This issue tracker has been migrated to GitHub, and is currently read-only.
For more information, see the GitHub FAQs in the Python's Developer Guide.

classification
Title: imp.find_module reacts badly to iterator
Type: enhancement Stage: resolved
Components: Library (Lib) Versions: Python 2.7
process
Status: closed Resolution: wont fix
Dependencies: Superseder:
Assigned To: Nosy List: Phillip.M.Feldman@gmail.com, brett.cannon, eric.snow
Priority: normal Keywords:

Created on 2018-08-16 21:51 by Phillip.M.Feldman@gmail.com, last changed 2022-04-11 14:59 by admin. This issue is now closed.

Messages (5)
msg323623 - (view) Author: Phillip M. Feldman (Phillip.M.Feldman@gmail.com) Date: 2018-08-16 21:51
`imp.find_module` goes down in flames if one tries to pass an iterator rather than a list of folders.  Firstly, the message that it produces is somewhat misleading:

   RuntimeError: sys.path must be a list of directory names

Secondly, it would be helpful if one could pass an iterator. I'm thinking in particular of the situation where one wants to import something from a large folder tree, and the module in question is likely to be found early in the search process, so that it is more efficient to explore the folder tree incrementally.
msg323660 - (view) Author: Eric Snow (eric.snow) * (Python committer) Date: 2018-08-17 16:05
There are several issues at hand here, Phillip.  I'll enumerate them below.

Thanks for taking the time to let us know about this.  However, I'm closing this issue since realistically the behavior of imp.find_module() isn't going to change, particularly in Python 2.7.  Even though the issue is closed, feel free to reply, particularly about how you are using imp.find_module() (we may be able to point you toward how to use importlib instead).

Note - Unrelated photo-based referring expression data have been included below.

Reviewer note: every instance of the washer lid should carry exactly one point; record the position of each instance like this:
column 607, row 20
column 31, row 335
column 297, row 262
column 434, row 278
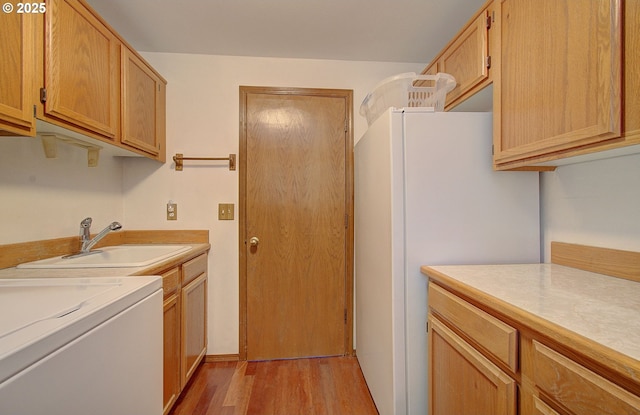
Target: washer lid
column 38, row 316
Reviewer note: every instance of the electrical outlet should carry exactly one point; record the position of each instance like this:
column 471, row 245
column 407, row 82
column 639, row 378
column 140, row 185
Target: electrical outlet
column 225, row 211
column 172, row 211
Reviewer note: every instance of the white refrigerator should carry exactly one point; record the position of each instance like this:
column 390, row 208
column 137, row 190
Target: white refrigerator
column 426, row 194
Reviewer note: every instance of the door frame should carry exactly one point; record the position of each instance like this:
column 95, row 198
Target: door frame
column 347, row 94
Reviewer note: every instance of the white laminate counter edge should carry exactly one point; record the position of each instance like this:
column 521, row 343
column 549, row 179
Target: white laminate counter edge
column 601, row 309
column 98, row 272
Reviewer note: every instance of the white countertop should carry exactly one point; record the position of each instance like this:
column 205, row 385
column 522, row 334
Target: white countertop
column 600, row 308
column 14, row 272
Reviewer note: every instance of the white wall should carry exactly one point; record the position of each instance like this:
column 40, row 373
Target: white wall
column 596, row 203
column 44, row 198
column 593, row 203
column 202, row 120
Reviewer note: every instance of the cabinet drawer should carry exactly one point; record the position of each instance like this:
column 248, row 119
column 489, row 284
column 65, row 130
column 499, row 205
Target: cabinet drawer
column 577, row 388
column 170, row 282
column 493, row 335
column 194, row 268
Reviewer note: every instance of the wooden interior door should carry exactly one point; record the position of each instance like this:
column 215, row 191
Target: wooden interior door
column 296, row 200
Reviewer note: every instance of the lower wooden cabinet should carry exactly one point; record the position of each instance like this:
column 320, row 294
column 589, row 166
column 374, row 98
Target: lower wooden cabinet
column 462, row 380
column 171, row 368
column 185, row 325
column 468, row 372
column 566, row 383
column 194, row 318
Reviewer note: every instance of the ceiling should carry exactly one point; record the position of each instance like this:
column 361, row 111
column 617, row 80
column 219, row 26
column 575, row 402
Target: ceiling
column 358, row 30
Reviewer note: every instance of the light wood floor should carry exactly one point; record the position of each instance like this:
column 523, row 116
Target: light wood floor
column 331, row 385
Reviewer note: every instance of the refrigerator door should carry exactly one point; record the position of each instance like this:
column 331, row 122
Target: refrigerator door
column 426, row 194
column 458, row 210
column 379, row 263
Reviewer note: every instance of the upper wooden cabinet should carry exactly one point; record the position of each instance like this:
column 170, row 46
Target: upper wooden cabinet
column 143, row 106
column 82, row 76
column 72, row 70
column 565, row 77
column 468, row 57
column 17, row 73
column 560, row 79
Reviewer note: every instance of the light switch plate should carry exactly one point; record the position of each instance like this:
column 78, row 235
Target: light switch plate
column 225, row 211
column 172, row 211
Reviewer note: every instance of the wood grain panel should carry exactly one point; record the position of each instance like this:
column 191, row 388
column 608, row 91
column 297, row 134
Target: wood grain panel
column 143, row 124
column 303, row 386
column 465, row 58
column 577, row 388
column 82, row 57
column 296, row 204
column 493, row 335
column 14, row 254
column 631, row 59
column 560, row 87
column 463, row 381
column 193, row 326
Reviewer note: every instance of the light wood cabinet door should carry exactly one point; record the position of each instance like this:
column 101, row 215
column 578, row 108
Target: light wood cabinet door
column 171, row 368
column 194, row 325
column 466, row 59
column 82, row 69
column 577, row 388
column 462, row 380
column 17, row 73
column 143, row 106
column 560, row 78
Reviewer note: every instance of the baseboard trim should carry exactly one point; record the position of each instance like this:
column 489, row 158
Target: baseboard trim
column 213, row 358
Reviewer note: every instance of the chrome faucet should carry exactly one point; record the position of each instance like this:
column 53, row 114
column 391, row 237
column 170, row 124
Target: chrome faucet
column 85, row 237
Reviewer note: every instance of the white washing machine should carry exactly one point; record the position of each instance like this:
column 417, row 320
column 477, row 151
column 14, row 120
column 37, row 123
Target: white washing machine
column 81, row 346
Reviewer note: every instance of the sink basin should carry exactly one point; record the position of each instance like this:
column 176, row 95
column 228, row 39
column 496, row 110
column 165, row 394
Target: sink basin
column 118, row 256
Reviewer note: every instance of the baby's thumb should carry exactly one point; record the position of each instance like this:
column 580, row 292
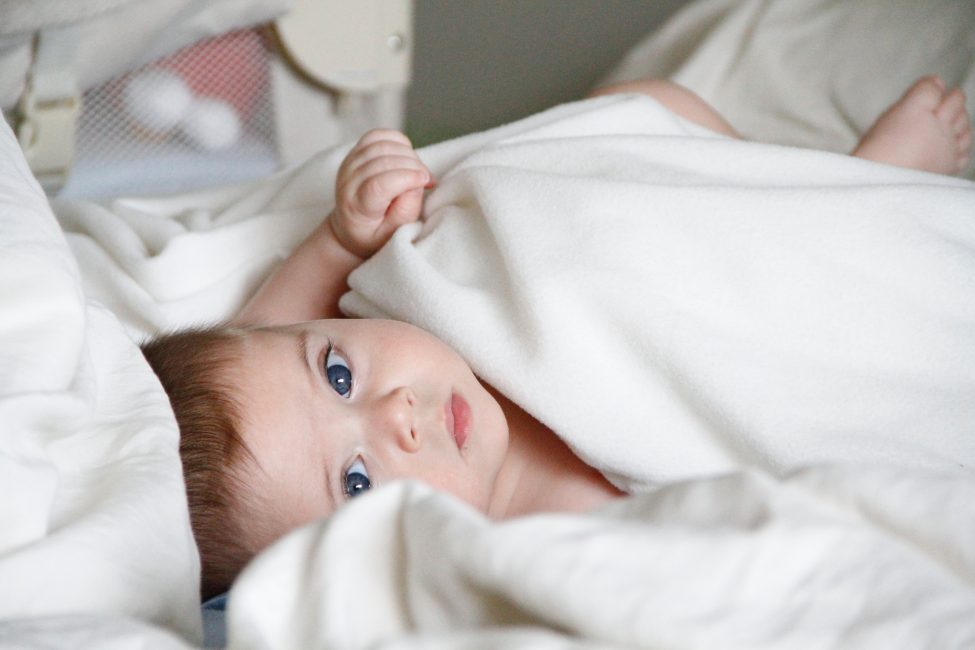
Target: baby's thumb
column 405, row 208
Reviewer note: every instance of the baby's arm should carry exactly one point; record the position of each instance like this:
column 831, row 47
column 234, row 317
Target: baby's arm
column 379, row 187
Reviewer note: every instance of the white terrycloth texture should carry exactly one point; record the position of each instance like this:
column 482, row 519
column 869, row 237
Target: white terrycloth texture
column 782, row 308
column 829, row 558
column 93, row 519
column 675, row 304
column 810, row 73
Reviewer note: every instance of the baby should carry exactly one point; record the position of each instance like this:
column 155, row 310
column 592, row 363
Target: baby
column 290, row 410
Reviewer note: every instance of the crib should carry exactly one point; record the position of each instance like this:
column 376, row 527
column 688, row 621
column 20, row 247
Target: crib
column 843, row 519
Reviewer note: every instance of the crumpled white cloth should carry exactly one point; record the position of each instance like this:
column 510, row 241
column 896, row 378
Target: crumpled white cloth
column 822, row 559
column 676, row 304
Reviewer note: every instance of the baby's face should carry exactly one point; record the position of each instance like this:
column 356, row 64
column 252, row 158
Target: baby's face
column 334, row 408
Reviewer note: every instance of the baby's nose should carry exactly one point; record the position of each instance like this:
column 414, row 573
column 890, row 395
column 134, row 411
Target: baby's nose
column 395, row 414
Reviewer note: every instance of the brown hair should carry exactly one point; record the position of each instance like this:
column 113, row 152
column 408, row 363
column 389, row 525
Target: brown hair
column 194, row 367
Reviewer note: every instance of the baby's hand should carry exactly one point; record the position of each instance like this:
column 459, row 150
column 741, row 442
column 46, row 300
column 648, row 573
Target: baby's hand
column 379, row 188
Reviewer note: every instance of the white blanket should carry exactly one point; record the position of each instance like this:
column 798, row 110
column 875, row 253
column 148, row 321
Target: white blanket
column 678, row 305
column 781, row 341
column 798, row 325
column 809, row 73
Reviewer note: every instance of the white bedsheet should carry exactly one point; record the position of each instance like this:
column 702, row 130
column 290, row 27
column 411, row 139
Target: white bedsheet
column 93, row 520
column 803, row 322
column 778, row 346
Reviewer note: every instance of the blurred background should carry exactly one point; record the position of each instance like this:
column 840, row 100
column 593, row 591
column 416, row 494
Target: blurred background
column 482, row 63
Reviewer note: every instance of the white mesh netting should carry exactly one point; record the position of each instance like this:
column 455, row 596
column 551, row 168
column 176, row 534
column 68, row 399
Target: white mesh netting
column 199, row 117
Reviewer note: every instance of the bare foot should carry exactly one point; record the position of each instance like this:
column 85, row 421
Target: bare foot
column 927, row 129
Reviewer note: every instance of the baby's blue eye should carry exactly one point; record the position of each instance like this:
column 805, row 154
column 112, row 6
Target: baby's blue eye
column 338, row 372
column 356, row 479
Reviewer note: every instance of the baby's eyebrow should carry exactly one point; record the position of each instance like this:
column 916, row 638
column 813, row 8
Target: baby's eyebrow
column 301, row 347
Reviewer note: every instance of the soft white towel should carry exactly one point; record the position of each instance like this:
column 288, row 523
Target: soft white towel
column 676, row 304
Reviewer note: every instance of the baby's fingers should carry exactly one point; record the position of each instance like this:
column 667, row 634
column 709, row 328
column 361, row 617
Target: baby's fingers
column 405, row 208
column 378, row 192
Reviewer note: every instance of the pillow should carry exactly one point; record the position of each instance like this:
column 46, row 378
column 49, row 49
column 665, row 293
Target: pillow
column 95, row 520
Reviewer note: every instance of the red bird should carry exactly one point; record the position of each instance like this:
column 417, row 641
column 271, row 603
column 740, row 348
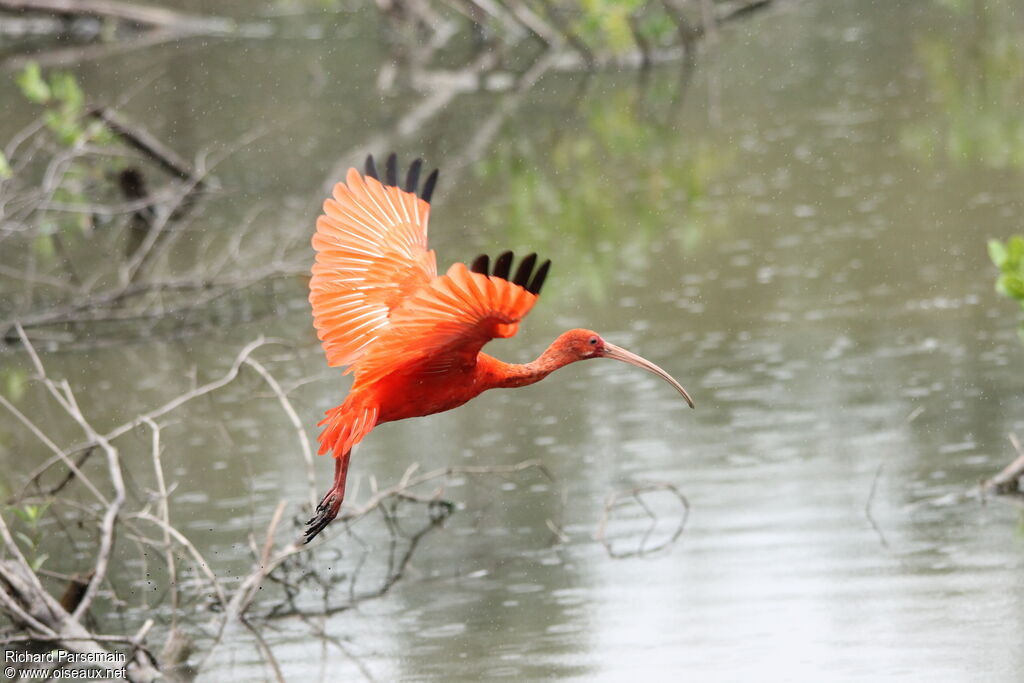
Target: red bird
column 414, row 337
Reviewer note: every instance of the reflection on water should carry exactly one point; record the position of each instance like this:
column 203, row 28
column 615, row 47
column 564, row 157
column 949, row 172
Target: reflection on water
column 795, row 267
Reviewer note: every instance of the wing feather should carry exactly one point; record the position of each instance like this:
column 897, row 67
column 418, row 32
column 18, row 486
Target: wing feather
column 372, row 254
column 445, row 323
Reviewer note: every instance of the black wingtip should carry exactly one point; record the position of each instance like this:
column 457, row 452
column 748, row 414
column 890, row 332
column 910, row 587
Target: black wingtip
column 538, row 282
column 480, row 264
column 503, row 265
column 525, row 268
column 391, row 170
column 413, row 177
column 428, row 186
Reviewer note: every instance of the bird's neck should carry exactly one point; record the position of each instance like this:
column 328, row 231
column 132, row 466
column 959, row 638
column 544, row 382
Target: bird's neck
column 507, row 375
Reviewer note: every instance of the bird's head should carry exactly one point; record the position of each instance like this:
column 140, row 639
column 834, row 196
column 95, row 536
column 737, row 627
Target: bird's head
column 585, row 344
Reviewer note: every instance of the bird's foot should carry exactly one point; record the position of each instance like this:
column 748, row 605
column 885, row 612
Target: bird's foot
column 326, row 512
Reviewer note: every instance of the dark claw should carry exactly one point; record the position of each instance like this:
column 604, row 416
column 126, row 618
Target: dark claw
column 326, row 512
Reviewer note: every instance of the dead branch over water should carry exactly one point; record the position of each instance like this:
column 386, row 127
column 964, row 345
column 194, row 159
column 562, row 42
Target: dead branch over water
column 41, row 619
column 57, row 304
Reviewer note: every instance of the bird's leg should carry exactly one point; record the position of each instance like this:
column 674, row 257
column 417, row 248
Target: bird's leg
column 328, row 508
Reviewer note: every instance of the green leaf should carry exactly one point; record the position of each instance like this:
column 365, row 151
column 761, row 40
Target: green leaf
column 65, row 89
column 32, row 84
column 1015, row 252
column 996, row 252
column 1014, row 286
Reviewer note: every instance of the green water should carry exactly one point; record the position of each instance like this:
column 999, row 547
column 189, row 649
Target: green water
column 797, row 233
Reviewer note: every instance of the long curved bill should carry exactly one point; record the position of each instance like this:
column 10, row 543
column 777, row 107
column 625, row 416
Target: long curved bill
column 619, row 353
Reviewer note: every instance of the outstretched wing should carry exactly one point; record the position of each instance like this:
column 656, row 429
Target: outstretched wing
column 445, row 324
column 371, row 255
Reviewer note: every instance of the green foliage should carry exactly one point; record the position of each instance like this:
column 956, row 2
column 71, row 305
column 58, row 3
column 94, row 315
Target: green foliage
column 1009, row 258
column 64, row 100
column 606, row 24
column 31, row 537
column 652, row 197
column 977, row 84
column 33, row 86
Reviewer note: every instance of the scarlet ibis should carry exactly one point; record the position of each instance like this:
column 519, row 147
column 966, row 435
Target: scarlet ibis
column 413, row 337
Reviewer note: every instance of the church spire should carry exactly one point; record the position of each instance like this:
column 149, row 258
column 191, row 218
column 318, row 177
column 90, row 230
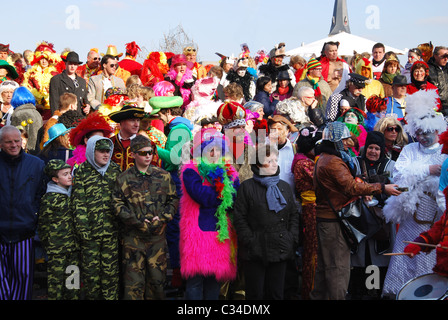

Also, I've changed this issue's type to "enhancement".  imp.find_module() is working as designed, so what you are looking for is a feature request.  Consequently there's a much higher bar for justifying a change.  Here are reasons why the requested change doesn't reach that bar:

1. Python 2.7 is closed to new features.

So imp.find_module() is not going to change.

2. Python 2.7 is nearing EOL.

We highly recommend that everyone move to Python 3 as soon as possible.  Hopefully you are in a position to do so.  If you're stuck on Python 2.7 then you miss the advantages of importlib, along with a ton of other benefits.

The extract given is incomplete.